Xi Jinping
Chinese President Xi Jinping has proposed setting up an Asian Infrastructure Investment Bank, which is seen as a challenge to U.S. influence in the region. Getty Images

A Chinese plan for an Asia-focused, multinational infrastructure development bank has attracted interest from some of its neighbors, and one big opponent: the United States.

The bank, to be known as the Asian Infrastructure Investment Bank (AIID), would receive US$50 billion in capitalization from China, and has attracted the interest of 21 countries in the region, including India, Thailand, Indonesia, South Korea and Singapore, according to Reuters.

The proposed bank's purpose would be to provide financial support for much-needed telecoms, energy and transportation infrastructure projects in the region.

With China looking to use its financial muscle to play a more assertive role on the international stage, officials and diplomats privately regard the bank as a challenge to the regional role of the Asian Development Bank, a Manila-based multilateral lender that is dominated by the U.S. and Japan, according to Bloomberg.

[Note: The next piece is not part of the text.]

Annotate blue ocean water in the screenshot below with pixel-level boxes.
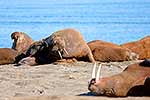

However, U.S. officials have engaged in a quiet but surprisingly vigorous campaign to persuade allies to shun the project, according to the New York Times. A senior Obama administration official quoted by the paper said the Treasury Department had concluded that the new bank would fail to meet environmental standards, procurement requirements and other safeguards.

“How would the new institution add value? How would the Asian Infrastructure Investment Bank be structured so that it doesn’t undercut the standards with a race to the bottom?” asked the official, who spoke on condition of anonymity.

Under the Obama administration, the U.S. has reoriented significant elements of its foreign policy toward the Asia-Pacific region, the so-called “pivot to Asia.” Experts see the AIIB as part of a Chinese attempt to minimize U.S. influence in the region.

"China is trying to work out its own counterbalance strategy," Sun Zhe, the director of the Centre for US-China Relations at Beijing's Tsinghua University, told the South China Morning Post. One Beijing-based Western diplomat who follows China's international relations added: "This is all clearly aimed at the United States."

One way that the bank may add value to China's neighbors is by deepening trade ties and opening access to Chinese money. A senior Indian finance ministry official told the Times Of India that the country was “looking at it [the AIIB proposal] positively,” and that the view was that the country should join it. India will require $1 trillion to fund its infrastructure development over the next five years, and the paper says that Prime Minister Narendra Modi is keen on expanding economic cooperation in the region that includes infrastructure development to improve connectivity and trade.

China is no stranger to using its huge cash reserves to forge international relationships that further its strategic interests. The country has invested hugely in Africa, which has ample natural resources that Beijing needs to ensure its own economy can continue to grow. A report in the Diplomat says that trade between China and Africa rose to $200 billion in 2013 -- more than double U.S.-Africa trade levels, and that foreign direct investment inflows from Beijing have also increased six-fold since 2005, to $2.5 billion in 2012.